My brother, Corey, a Broadway producer, has this to say about fantasy: “… of the forty shows that are playing on Broadway, fully nine of them are based in fantasy and … the most popular movies in the United States for at least two decades now are superhero movies and so they keep making them. But my problem with superhero movies is that there has never been a superhero and there never will be a superhero …. I am much more inspired by true stories and in fact right now there are five true stories on Broadway. There are five that are based on the truth, but with liberal dramatic flourishes incorporated and there are three that are realish, if that is a word I can use here, meaning they were inspired by real events and then woven into a basically fictional plot from there. … Fantasy has its place … but I personally am more inspired by stories that I believe could happen or did happen.”

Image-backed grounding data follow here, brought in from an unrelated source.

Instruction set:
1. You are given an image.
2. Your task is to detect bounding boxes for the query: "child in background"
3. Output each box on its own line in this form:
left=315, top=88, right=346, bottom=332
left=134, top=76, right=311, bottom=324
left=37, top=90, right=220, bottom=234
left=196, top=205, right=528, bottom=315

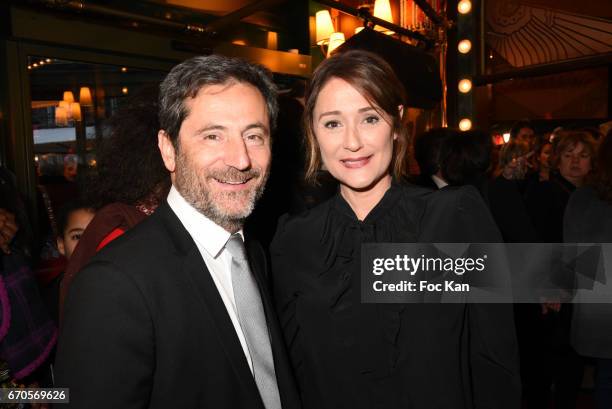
left=56, top=203, right=96, bottom=261
left=44, top=201, right=95, bottom=325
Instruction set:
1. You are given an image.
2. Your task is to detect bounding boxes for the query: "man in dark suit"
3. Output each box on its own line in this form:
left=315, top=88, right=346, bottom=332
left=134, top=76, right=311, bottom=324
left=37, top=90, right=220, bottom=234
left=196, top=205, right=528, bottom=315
left=54, top=55, right=300, bottom=409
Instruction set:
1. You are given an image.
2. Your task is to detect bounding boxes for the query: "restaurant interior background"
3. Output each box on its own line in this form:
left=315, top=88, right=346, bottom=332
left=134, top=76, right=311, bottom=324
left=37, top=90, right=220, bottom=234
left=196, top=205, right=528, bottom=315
left=0, top=0, right=610, bottom=239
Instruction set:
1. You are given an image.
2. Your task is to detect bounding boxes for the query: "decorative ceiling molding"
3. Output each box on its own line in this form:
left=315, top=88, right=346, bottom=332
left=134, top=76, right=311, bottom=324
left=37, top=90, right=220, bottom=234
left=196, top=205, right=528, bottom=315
left=486, top=1, right=612, bottom=67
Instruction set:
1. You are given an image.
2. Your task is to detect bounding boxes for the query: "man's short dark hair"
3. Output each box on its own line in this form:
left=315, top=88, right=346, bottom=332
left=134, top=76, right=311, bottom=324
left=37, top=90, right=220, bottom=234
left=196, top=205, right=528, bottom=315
left=510, top=120, right=534, bottom=140
left=159, top=55, right=278, bottom=147
left=440, top=130, right=492, bottom=186
left=414, top=128, right=458, bottom=177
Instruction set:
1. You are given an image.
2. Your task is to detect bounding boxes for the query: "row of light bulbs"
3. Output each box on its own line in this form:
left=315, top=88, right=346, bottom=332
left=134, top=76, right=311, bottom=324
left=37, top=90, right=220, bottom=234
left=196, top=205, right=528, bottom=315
left=27, top=58, right=52, bottom=70
left=457, top=0, right=472, bottom=131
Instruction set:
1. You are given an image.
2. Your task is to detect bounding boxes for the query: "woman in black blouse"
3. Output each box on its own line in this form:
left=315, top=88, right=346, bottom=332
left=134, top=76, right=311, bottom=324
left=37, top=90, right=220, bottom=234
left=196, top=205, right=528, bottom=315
left=270, top=50, right=520, bottom=409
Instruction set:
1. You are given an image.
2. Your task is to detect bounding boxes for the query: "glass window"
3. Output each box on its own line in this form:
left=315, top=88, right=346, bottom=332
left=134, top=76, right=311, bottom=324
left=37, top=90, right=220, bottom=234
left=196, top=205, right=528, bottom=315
left=28, top=56, right=166, bottom=237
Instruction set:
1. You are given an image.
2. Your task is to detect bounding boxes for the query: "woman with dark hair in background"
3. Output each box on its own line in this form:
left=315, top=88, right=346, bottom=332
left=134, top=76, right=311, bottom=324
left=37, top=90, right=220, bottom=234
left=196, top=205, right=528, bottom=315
left=535, top=137, right=553, bottom=182
left=270, top=50, right=520, bottom=409
left=58, top=86, right=171, bottom=317
left=564, top=130, right=612, bottom=409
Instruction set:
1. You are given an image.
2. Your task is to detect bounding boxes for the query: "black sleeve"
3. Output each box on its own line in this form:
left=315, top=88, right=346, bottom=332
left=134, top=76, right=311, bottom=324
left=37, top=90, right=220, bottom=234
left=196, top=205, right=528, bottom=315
left=269, top=214, right=305, bottom=382
left=54, top=261, right=154, bottom=409
left=468, top=302, right=521, bottom=409
left=487, top=178, right=538, bottom=242
left=455, top=187, right=522, bottom=409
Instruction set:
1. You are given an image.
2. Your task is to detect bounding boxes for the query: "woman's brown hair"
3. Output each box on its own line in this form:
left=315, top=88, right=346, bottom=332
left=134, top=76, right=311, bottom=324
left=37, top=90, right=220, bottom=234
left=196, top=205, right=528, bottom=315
left=303, top=50, right=409, bottom=183
left=551, top=130, right=597, bottom=170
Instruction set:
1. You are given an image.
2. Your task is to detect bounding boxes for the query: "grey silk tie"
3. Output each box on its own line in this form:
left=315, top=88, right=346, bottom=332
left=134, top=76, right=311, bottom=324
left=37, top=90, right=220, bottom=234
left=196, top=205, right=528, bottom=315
left=225, top=234, right=282, bottom=409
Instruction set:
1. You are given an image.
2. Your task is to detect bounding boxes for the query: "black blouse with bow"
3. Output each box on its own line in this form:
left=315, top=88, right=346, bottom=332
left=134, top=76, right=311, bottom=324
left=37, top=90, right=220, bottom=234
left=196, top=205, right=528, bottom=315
left=270, top=183, right=521, bottom=409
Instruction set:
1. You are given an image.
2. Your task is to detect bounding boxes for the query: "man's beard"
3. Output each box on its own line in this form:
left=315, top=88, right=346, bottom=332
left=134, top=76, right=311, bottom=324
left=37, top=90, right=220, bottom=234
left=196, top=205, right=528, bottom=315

So my father and brother agree that stories they can relate to are more meaningful than stories they can’t imagine being real. I’m sure I’m the same way. But I have different criteria for believing. If I see a story based on real events, I must rush to research the facts, and if I find some small discrepancy, I feel disappointed. A large enough deviation from known facts, and I lose my appreciation for the story.
In the same way, when I receive Abyss & Apex historical fantasy or historical science fiction submissions, I look up facts. If I discover a mistake, unless the story explains the discrepancy as due to a world-line, or some other phenomenon, I can’t get drawn in.
But I find that I can imagine myself in almost any science fiction or fantasy story so long as it is self-consistent. The more I can stretch my mind and picture myself living in a world in some distant time or place or unknown dimension, the more enjoyable it becomes. The more unexpected details giving full-sensory experience of this alien world, the more I can immerse myself.
As a teen, I didn’t believe in magic, so I refused to write fantasy. My science fiction characters had the equivalent of cell phones—zip-zip radios—in the 60’s. They also had spaceships that could land and take off from a planetary surface. (Where are our spaceships?) As the years passed, and I learned about cosmology, particle physics, and quantum mechanics, I became convinced that anything is potentially possible. For instance, the Reeh-Schlieder theorem suggests that an event in one region of space may result in changes in distant regions, and those changes could be anything. The chance of this happening is infinitesimal, and the possibility of achieving a desired change even less; but still, I’m willing to believe that anything is possible.